The claimant, a building contractor, entered into a contract with Hillerson House Limited (“HHL”) for the renovation of a property. One defendant (“D1”) was a director and sole shareholder of HHL, and the other (“D2”) was a de facto director and sole funder of HHL. D2 had access to funds which he could have contributed to HHL to allow it to pay the claimant’s outstanding invoices. However, D2 instead diverted the funds to another company he owned with the intention of using a different contractor to finish the renovation. HHL terminated the contract with the claimant and went into insolvent liquidation. The termination of the contract with the claimant was found to be a repudiatory breach.
- Inducing breach of contract (intentionally procuring a breach of contract between the claimant and a third party, without reasonable justification, causing loss to the claimant)
The claim for inducement of breach of contract succeeded against D2 only. The court drew a distinction between “inducement” to breach and “prevention” of a third party’s performance of a contract. D1 was not liable in respect of his failure to fund, in the absence of any legal obligation to do so, thereby preventing performance. However, D2’s act of diverting funds away from HHL to another company to pay a new contractor, while taking the benefit of the claimant’s work, constituted inducement.

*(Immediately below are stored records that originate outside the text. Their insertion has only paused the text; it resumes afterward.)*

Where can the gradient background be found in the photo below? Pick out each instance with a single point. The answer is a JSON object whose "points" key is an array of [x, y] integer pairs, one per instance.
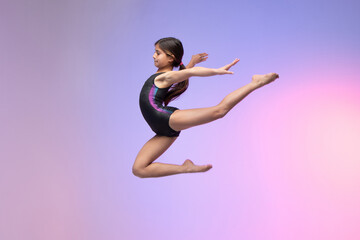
{"points": [[286, 160]]}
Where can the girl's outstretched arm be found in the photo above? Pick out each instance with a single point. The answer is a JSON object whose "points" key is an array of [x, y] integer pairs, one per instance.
{"points": [[197, 58], [172, 77]]}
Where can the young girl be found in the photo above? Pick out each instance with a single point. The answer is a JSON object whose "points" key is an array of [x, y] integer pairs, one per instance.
{"points": [[167, 122]]}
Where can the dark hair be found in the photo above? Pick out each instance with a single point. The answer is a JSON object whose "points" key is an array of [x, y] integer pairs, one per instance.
{"points": [[173, 47]]}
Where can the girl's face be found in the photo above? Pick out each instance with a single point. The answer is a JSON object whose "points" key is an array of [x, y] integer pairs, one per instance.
{"points": [[161, 59]]}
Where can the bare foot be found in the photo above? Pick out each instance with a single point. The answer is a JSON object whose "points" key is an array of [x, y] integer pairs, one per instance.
{"points": [[190, 167], [261, 80]]}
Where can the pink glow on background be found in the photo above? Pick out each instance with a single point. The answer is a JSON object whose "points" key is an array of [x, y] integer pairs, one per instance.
{"points": [[286, 160]]}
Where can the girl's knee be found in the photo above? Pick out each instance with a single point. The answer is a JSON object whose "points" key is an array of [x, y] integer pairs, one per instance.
{"points": [[139, 171]]}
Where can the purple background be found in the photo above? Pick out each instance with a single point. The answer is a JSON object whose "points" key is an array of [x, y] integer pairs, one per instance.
{"points": [[286, 160]]}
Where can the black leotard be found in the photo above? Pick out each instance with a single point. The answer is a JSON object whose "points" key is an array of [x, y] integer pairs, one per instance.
{"points": [[151, 105]]}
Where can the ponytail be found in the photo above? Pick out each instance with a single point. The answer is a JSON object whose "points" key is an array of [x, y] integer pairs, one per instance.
{"points": [[177, 89]]}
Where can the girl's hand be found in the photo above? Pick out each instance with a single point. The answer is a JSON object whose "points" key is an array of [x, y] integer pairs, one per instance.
{"points": [[225, 69], [198, 58]]}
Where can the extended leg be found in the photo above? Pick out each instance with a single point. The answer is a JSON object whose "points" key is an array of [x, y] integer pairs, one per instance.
{"points": [[183, 119], [144, 165]]}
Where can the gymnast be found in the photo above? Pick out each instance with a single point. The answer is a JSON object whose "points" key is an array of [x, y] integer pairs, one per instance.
{"points": [[167, 122]]}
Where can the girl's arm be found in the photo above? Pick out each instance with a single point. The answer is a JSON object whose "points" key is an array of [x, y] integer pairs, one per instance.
{"points": [[172, 77]]}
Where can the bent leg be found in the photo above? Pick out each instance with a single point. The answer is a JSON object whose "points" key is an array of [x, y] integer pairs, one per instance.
{"points": [[153, 149], [183, 119]]}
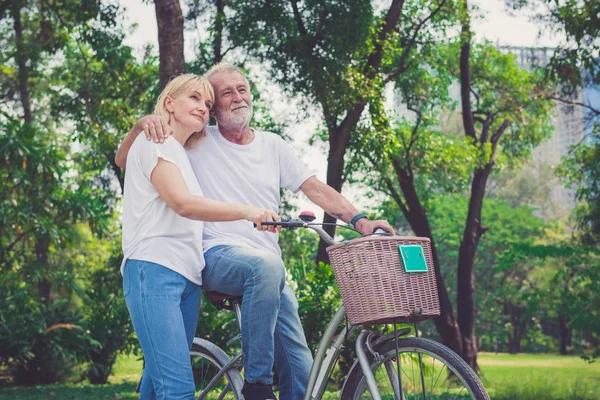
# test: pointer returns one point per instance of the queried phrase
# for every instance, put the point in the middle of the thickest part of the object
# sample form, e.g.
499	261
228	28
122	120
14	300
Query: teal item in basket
413	258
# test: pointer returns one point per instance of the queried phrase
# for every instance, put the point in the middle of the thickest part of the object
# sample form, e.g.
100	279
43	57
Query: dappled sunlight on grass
539	376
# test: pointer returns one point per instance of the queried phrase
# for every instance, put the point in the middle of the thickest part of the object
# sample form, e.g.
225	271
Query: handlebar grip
380	231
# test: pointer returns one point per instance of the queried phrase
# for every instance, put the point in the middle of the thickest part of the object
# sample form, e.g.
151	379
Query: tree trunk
42	245
21	63
565	334
339	136
514	339
465	291
170	39
219	26
339	139
416	216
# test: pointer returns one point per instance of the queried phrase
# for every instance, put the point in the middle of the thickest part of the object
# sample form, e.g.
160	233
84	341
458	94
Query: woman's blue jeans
271	328
164	308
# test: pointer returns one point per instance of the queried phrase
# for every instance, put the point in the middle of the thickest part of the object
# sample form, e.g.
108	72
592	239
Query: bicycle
389	365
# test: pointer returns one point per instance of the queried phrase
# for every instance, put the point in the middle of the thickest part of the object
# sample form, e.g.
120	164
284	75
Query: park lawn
539	376
505	376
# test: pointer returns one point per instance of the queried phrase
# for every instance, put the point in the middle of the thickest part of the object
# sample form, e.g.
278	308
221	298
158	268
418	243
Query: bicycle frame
326	355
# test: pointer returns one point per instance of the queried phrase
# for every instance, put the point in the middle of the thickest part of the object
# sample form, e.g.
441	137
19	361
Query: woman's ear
169	104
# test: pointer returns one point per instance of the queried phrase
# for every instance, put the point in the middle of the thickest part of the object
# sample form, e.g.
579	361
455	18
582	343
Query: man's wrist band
355	219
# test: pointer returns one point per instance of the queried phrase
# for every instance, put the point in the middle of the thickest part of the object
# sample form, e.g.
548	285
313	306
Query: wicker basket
374	286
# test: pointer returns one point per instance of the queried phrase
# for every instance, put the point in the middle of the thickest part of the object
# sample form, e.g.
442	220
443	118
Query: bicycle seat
222	300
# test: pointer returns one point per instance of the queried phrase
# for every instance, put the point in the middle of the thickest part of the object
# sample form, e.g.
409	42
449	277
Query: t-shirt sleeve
293	172
149	152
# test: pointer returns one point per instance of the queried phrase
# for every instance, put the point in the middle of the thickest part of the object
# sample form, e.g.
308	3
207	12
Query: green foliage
106	316
581	169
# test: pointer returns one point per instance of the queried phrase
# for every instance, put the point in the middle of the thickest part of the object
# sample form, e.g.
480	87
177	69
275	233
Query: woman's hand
259	215
155	127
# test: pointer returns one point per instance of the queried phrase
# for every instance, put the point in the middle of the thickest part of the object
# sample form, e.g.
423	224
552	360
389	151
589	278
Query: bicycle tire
355	386
207	360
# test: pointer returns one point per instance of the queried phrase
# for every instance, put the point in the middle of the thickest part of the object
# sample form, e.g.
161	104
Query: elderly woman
163	214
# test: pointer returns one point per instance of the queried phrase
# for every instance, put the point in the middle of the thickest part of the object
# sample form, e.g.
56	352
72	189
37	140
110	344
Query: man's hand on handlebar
259	215
366	226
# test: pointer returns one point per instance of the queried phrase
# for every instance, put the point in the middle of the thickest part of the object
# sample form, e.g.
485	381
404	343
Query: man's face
233	102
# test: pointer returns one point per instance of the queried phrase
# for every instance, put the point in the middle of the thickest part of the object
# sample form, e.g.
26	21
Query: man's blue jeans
271	329
164	308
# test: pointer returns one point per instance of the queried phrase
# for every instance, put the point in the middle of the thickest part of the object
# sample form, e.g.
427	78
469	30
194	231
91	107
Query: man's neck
241	136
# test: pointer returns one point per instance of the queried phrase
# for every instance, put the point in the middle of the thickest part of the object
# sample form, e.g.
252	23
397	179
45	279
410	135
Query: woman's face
190	109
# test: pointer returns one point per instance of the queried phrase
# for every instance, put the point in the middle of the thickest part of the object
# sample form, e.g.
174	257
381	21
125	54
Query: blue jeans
164	308
271	329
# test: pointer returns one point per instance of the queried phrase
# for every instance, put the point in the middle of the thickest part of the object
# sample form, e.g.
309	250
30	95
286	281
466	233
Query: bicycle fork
364	342
361	343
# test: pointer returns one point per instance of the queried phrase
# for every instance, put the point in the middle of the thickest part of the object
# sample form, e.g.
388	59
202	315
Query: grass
539	376
505	376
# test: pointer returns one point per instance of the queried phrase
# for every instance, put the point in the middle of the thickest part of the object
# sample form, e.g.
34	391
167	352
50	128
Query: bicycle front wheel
429	370
208	360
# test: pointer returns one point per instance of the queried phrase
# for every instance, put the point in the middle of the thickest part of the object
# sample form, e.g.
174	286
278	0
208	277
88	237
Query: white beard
237	119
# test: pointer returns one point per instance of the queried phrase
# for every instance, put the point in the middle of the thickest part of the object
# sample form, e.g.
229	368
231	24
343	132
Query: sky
496	25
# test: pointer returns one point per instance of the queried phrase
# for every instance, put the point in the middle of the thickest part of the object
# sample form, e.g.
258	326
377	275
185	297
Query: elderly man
236	163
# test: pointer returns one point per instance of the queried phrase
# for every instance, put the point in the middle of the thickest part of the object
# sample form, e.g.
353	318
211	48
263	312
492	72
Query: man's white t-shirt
251	174
152	231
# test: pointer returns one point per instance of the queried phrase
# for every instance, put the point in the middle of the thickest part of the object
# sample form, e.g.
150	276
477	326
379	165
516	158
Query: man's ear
169	104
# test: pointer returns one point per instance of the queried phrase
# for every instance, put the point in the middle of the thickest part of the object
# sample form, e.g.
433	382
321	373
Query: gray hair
223	67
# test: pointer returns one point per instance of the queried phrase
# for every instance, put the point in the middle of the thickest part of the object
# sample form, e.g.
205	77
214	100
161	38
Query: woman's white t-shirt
152	231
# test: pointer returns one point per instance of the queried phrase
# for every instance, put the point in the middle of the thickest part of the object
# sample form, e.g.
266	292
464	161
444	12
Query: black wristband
355	219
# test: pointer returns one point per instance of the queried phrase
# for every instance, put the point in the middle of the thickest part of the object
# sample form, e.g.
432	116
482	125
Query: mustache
237	106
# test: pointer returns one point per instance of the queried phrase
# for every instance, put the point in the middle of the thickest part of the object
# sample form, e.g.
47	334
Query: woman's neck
180	133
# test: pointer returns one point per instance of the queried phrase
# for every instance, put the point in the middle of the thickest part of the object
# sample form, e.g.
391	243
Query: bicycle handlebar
317	227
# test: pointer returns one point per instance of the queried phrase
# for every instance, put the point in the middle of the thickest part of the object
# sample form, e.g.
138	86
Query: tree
504	115
337	66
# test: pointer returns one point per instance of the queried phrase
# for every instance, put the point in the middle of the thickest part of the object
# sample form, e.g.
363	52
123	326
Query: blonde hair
184	83
224	67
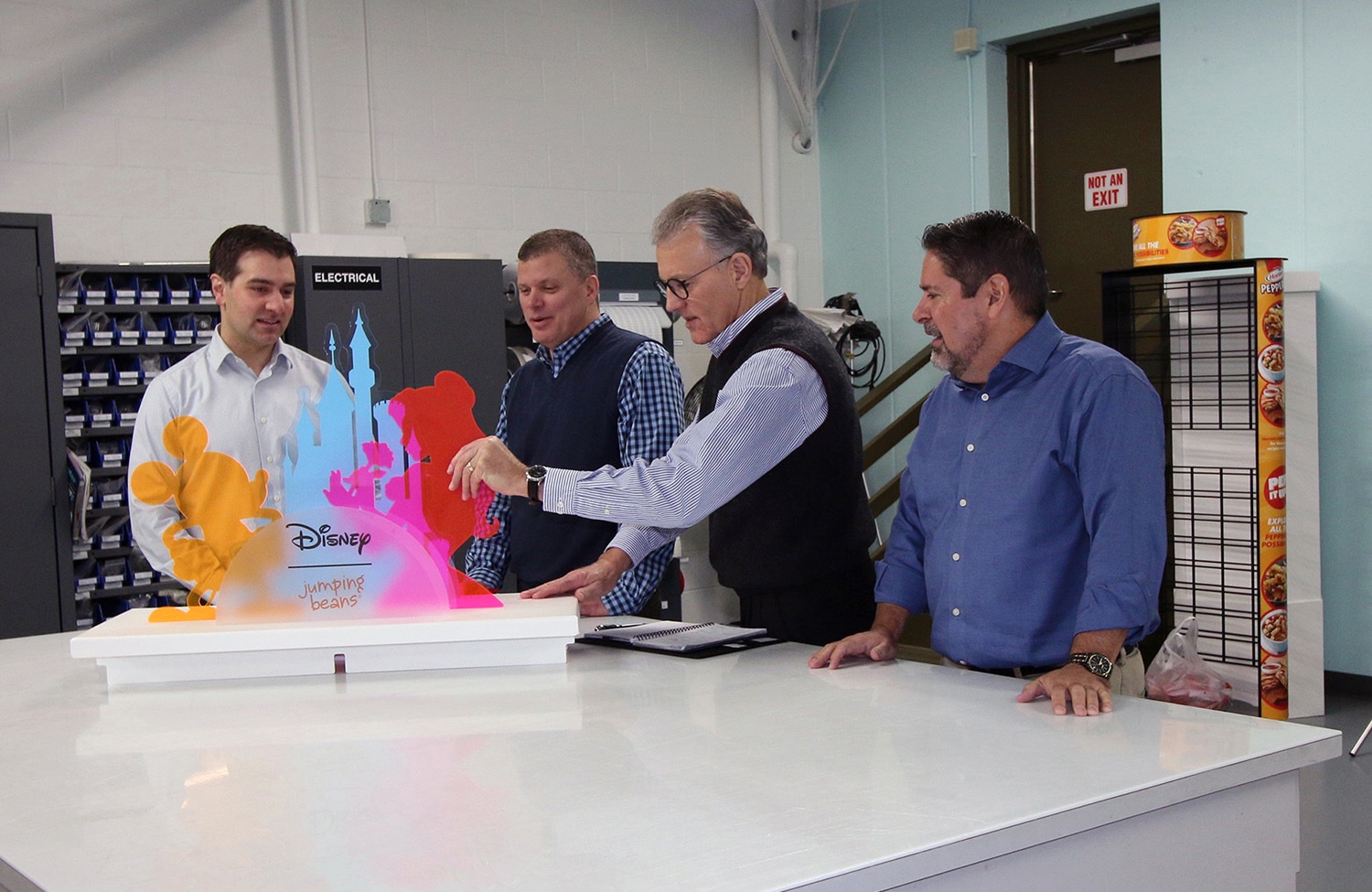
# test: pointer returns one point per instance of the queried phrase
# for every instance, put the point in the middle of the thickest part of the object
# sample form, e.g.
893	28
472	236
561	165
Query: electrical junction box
378	210
965	41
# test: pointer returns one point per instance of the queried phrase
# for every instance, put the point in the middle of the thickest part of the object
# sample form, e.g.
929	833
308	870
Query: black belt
1014	672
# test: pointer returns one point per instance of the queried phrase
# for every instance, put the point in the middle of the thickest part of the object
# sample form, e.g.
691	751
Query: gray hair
722	220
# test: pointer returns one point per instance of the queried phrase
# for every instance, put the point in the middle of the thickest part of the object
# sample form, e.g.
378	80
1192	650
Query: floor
1336	804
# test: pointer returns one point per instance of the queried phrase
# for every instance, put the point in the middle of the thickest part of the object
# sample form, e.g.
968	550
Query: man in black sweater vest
593	395
774	457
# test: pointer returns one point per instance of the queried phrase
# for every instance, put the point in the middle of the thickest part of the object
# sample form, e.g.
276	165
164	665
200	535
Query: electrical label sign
1108	188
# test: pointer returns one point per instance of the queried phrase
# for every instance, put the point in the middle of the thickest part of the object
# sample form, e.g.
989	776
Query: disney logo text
309	538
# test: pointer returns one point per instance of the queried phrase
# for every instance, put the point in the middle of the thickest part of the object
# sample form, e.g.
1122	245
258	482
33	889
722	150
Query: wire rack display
1194	335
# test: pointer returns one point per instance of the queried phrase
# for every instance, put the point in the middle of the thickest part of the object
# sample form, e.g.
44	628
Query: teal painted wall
1264	109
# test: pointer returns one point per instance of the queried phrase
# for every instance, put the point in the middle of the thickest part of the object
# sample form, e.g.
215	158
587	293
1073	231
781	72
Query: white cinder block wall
147	126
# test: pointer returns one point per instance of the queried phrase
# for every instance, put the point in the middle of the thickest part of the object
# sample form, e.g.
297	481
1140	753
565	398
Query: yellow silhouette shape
213	491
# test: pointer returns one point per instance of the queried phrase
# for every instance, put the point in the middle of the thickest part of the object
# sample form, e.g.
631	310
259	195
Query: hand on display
490	461
874	645
1089	693
587	584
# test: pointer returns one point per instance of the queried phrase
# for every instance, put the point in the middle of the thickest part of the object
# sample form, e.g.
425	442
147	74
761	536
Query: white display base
520	633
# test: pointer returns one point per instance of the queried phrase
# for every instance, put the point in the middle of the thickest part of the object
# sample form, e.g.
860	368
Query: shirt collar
220	353
557	360
1031	353
724	338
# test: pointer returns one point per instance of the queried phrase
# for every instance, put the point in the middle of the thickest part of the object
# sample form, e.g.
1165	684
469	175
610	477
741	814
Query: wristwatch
1095	663
534	475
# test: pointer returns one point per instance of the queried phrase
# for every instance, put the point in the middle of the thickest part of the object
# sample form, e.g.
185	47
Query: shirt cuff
560	490
902	587
638	543
485	576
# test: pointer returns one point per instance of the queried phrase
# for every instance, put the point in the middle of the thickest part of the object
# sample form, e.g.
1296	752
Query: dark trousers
814	612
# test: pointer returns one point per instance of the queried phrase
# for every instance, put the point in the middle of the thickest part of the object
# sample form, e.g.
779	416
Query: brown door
1075	112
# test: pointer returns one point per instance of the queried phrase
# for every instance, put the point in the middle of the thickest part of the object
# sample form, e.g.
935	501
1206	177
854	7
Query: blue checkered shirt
649	420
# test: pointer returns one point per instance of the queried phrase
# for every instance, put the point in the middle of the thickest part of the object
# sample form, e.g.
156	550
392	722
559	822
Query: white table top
619	770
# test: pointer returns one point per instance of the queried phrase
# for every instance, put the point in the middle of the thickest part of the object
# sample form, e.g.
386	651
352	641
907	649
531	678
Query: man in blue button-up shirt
1032	521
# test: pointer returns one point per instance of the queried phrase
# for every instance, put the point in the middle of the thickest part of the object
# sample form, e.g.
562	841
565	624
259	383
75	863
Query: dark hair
722	220
573	246
977	246
238	241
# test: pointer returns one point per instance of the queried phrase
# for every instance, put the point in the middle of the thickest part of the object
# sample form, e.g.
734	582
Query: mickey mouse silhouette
213	491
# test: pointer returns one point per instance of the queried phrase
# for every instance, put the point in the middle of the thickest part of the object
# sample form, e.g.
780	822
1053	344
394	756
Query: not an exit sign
1108	188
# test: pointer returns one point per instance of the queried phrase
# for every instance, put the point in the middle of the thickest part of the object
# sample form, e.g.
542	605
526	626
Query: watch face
1094	663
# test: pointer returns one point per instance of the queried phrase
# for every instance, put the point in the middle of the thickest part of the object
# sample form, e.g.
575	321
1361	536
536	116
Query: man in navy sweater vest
774	458
595	395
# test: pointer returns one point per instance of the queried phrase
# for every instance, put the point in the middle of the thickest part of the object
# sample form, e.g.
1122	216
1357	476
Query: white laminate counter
626	770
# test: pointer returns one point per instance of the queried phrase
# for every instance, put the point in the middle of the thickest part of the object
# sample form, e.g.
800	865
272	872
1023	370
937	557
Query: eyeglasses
681	287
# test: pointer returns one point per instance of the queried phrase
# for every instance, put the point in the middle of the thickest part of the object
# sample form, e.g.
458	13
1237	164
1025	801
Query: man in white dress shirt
213	431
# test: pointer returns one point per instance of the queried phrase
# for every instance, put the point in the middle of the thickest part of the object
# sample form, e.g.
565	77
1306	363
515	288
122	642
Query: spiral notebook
672	637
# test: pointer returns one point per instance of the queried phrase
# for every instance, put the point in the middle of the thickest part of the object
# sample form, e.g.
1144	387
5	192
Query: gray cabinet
35	526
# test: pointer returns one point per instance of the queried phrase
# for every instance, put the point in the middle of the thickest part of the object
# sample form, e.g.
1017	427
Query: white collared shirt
247	417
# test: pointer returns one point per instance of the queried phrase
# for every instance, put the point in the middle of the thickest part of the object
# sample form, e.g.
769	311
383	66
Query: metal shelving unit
121	326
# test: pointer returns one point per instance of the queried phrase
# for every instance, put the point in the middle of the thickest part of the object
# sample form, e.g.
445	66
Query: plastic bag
1180	675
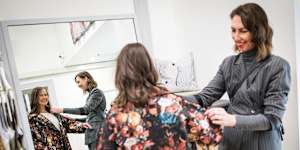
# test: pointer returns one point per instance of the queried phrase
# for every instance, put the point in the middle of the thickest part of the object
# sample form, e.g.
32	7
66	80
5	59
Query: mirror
42	49
51	52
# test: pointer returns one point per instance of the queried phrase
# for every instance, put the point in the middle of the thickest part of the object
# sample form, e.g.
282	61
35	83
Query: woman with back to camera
256	82
145	115
49	130
94	107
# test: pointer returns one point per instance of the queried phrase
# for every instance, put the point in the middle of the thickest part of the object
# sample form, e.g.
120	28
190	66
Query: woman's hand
86	125
220	117
57	110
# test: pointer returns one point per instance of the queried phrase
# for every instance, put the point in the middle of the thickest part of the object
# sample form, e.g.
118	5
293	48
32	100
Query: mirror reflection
43	48
51	54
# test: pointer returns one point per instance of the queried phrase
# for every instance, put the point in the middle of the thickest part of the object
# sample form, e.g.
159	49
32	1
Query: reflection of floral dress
162	124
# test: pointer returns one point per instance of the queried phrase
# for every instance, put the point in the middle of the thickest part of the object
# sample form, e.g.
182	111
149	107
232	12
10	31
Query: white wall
297	36
204	27
19	9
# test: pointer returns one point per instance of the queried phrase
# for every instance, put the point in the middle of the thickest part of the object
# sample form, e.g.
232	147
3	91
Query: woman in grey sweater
94	107
256	82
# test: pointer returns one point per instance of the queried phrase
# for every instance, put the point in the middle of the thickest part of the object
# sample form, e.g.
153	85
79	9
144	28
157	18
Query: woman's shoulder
32	116
279	61
96	91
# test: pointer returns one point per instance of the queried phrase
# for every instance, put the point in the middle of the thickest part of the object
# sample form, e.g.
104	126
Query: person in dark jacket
94	108
49	130
256	82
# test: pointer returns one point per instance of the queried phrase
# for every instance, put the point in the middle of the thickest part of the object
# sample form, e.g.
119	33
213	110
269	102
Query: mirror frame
75	68
7	52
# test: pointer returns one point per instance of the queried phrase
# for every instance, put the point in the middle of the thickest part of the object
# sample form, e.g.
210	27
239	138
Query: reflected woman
94	108
49	130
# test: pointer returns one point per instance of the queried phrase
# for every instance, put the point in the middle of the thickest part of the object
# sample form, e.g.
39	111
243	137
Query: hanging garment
1	144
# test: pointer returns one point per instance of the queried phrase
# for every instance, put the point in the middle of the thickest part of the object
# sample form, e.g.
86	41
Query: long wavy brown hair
136	77
34	100
255	19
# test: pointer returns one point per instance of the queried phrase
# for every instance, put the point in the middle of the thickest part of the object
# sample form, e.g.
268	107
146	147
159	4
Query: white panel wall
204	27
297	32
19	9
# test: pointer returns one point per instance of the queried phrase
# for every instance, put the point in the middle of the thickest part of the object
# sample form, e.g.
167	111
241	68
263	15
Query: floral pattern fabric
47	137
167	122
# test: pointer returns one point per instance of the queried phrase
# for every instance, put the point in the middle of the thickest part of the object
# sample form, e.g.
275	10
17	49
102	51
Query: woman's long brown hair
34	100
255	19
136	76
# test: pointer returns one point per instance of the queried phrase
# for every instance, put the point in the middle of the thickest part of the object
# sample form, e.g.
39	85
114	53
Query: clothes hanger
7	108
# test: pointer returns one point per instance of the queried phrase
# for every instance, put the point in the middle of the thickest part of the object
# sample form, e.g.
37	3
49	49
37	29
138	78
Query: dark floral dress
47	137
168	122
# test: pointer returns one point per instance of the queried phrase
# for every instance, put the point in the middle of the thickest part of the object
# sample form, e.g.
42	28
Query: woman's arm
216	87
38	138
275	101
73	126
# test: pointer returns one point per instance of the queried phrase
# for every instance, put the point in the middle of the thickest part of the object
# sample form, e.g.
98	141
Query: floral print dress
167	123
47	137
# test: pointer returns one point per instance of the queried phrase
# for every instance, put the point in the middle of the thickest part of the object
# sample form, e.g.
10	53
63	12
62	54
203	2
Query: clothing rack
11	134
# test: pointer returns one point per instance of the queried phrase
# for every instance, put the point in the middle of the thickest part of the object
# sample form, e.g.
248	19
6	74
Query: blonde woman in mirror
49	130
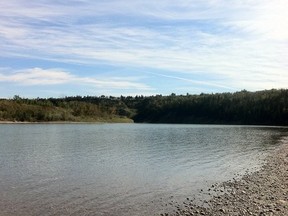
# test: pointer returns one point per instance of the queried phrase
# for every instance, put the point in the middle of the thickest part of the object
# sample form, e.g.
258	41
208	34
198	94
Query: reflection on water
119	169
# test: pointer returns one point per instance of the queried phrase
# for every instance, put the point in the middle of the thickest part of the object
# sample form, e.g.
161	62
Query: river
121	169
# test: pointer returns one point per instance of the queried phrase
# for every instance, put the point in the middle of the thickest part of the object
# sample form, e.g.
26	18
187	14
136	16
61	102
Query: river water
120	169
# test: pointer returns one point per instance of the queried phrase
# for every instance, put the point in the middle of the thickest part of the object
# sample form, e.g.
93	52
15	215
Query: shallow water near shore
121	169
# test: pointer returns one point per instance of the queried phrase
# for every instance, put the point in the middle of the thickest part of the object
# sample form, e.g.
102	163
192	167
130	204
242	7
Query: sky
58	48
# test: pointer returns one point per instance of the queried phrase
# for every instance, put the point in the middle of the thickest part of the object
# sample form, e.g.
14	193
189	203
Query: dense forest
268	107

- Unlawful means conspiracy (a combination or agreement between two or more persons to cause damage to another, using unlawful means and with an intention to cause damage)
The claim based on unlawful means conspiracy succeeded against both D1 and D2. The court held that they had colluded to facilitate HHL’s liquidation, to escape the contract with the claimant whilst securing completion of the works through a new contractor. In the court’s judgement, this clearly established intent to injure the claimant. The court rejected D1’s argument that he was, at all times, acting as director and agent of the Company and could not be personally liable. The court concluded that the corporate veil “had become largely shredded by a combination of his own actions and abnegation of his own director’s role”.